There is no abuse involved. Father has a drinking problem, and in the opinion of the protectors, it would be in the best interests of the children to keep them away from a man who drinks. The mother was offered the children back if she would abandon the father, but she's still with him. She says he's a good man and a good father, and together they're working on the drinking problem.
The grandparents cry in outrage, supporting the claim that their son is not abusive. He has a criminal record for impaired driving. The grocery order is part of the deal because the couple is still drawing social assistance for a family of five.
Social workers became involved when there was a report that a man in charge of children was drunk. Many parents drink too much, but a phone call to CAS scooped this family into the system.

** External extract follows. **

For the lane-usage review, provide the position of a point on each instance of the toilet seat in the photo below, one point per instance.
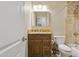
(64, 47)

Now three sisters, ages nine, eight and six, are living in three separate group homes. For each of them, it's the third foster home in the past year and a half. The nine-year-old has had four if you include the time she has spent being treated at the Royal Ottawa Hospital. Factor in, as well, the cost of hospitalizing the stressed-out parents several times.
It's a familiar pattern that unfolds virtually in secret, through family courts, where there's no burden of proof, and decisions may be based on opinions and hearsay.
The parents have been keeping me updated, step by step, as it grinds on. At each step in the long and painful court process, the CAS is in a stronger position to show that the children shouldn't be in the care of emotionally wrecked parents. It's a cycle I've watched before.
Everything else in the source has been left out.